Just One Thing

There is a Chinese proverb which says ‘A journey of 1000 miles starts with just one step’. Or, if you’d prefer: ‘To eat an elephant you have to cut it into bite-sized chunks.’ The point of both is that to get somewhere, achieve something or change something you’re unhappy about, you have to start with just one small thing.

There is a Chinese proverb which says ‘A journey of 1000 miles starts with just one step’. Or, if you’d prefer: ‘To eat an elephant you have to cut it into bite-sized chunks.’ The point of both is that to get somewhere, achieve something or change something you’re unhappy about, you have to start with just one small thing.


The problem with getting older is that we are more likely to climb into a nice deep rut and refuse to budge. We say things like ‘that’s just not my kind of thing’ or ‘I could never do that’ or ‘that’s just the way I am’ to excuse the fact that we’ve closed our minds to the possibility of change. It’s an aspect of ageing that I can feel creeping into my thoughts and it’s one that I dislike intensely. Why? Because I’ve never had much time for ‘stick in the muds’ so I really don’t want to become one myself.


So, what to do? Well, how about changing ‘just one thing’ which might possibly make an elephant sized difference to your health, well-being or happiness?

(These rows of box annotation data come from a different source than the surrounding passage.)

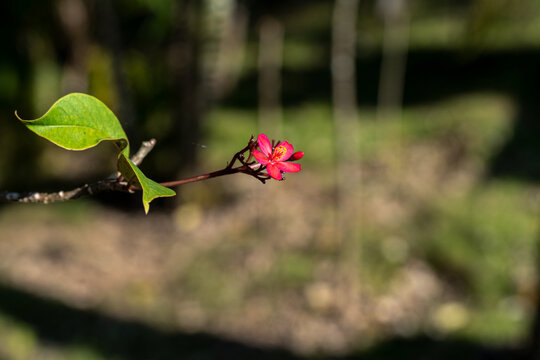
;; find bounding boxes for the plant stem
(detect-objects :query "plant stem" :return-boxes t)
[159,165,248,187]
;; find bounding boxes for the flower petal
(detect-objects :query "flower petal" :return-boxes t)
[289,151,304,161]
[253,150,270,165]
[271,141,294,161]
[266,164,282,180]
[257,134,272,157]
[275,162,302,172]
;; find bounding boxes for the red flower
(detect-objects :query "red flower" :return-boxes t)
[253,134,304,180]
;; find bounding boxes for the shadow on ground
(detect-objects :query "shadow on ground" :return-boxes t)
[0,285,519,360]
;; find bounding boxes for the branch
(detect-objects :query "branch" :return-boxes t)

My starting point is a series of 15 minute programmes led by Dr. Michael Mosely on the radio. As with everything he does, his ten suggestions are evidence based so there is science to back the claims that these ten small changes can have a big effect. Some will appeal more than others, but that’s ok because on the principle that you ‘just do one thing’ then you can choose which might help you most. After Moseley’s list of ten, I have also included some of the changes I have made since I turned 70 which I think have made a considerable difference to my life.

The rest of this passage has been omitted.